Who will ever forget Martin Luther King’s great “I have a dream” speech, one of the most important pieces of oratory in American history?

Who will ever forget the moving strains of “We Shall Overcome,” the song of the March?

What I hope for today’s celebration of that March that changed us all is that we will be able to acknowledge and recognize how much we have overcome. My prayer today is that everybody will heed Dr. King’s admonition that we not drink from the cup of bitterness.

I leave you with a quote from John McWhorter’s must-read piece in the Wall Street Journal on how we should honor Dr. King’s death today:

It is easy to forget what an awesome moral landmark it was for an oppressed group to force the larger society to outlaw barriers to its success. But the victory of the 1964 and 1965 laws had an even greater impact than prohibiting segregation and racial discrimination in voter registration: It changed the culture. Personal racist sentiment rapidly became socially proscribed. The Norman Lear sitcoms of the early 1970s, in which bigoted whites were regularly held up to ridicule, would have been unthinkable just 10 years before….

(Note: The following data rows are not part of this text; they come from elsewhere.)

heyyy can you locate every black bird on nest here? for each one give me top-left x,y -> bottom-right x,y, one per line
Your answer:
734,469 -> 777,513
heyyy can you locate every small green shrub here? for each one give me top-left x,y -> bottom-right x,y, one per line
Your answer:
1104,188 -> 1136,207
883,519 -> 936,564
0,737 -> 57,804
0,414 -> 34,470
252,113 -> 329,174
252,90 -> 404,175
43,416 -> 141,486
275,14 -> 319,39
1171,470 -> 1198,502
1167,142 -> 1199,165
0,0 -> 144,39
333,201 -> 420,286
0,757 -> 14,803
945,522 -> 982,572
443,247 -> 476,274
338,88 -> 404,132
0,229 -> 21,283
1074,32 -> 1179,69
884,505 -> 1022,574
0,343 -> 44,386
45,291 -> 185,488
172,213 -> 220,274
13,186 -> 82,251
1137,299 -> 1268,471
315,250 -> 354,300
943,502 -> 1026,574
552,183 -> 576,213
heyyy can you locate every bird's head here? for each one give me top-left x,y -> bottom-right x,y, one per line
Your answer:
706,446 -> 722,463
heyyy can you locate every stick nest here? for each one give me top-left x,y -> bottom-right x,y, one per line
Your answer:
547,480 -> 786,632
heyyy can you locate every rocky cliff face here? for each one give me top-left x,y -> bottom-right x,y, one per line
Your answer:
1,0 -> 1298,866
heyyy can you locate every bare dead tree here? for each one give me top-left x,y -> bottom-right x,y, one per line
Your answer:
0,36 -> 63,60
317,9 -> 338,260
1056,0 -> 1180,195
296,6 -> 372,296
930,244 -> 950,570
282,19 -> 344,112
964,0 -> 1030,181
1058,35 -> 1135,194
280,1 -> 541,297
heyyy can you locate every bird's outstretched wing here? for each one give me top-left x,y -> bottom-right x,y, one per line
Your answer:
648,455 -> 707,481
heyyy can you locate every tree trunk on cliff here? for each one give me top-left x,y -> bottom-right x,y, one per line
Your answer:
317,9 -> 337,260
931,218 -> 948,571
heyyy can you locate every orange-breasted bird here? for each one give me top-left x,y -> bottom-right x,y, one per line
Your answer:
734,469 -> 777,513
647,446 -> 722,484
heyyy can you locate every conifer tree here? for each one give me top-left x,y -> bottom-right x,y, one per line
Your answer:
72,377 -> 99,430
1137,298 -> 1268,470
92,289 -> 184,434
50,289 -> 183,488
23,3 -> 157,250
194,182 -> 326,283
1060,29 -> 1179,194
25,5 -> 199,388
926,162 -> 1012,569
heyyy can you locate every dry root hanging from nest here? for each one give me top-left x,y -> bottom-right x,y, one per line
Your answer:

Today's struggle should focus on three priorities. First, the war on drugs, a policy that unnecessarily tears apart black families and neighborhoods. Second, community colleges and vocational education, which are invaluable in helping black Americans get ahead. And third, the AIDS and obesity epidemics, which are ravaging black communities.

Instead, in recent years, the black middle class has flourished. Housing segregation for blacks is the lowest it has been since the 1920s. And a black president has been elected twice. Yet the fury persists, since what actually rankles these critics is the threat to what they feel is their very identity: underdogs with a bone to pick.

This is not where the March on Washington was pointing us. There is work left, but we are free at last. No, we aren't living in a "post-racial" America, but that fantasy will never be realized. What we black Americans are free to do, in a permanently imperfect world, is shape our own destiny together.

In 2013, how white people feel about us has nothing to do with that task. Only by facing that reality will we truly honor the legacy of Martin Luther King Jr.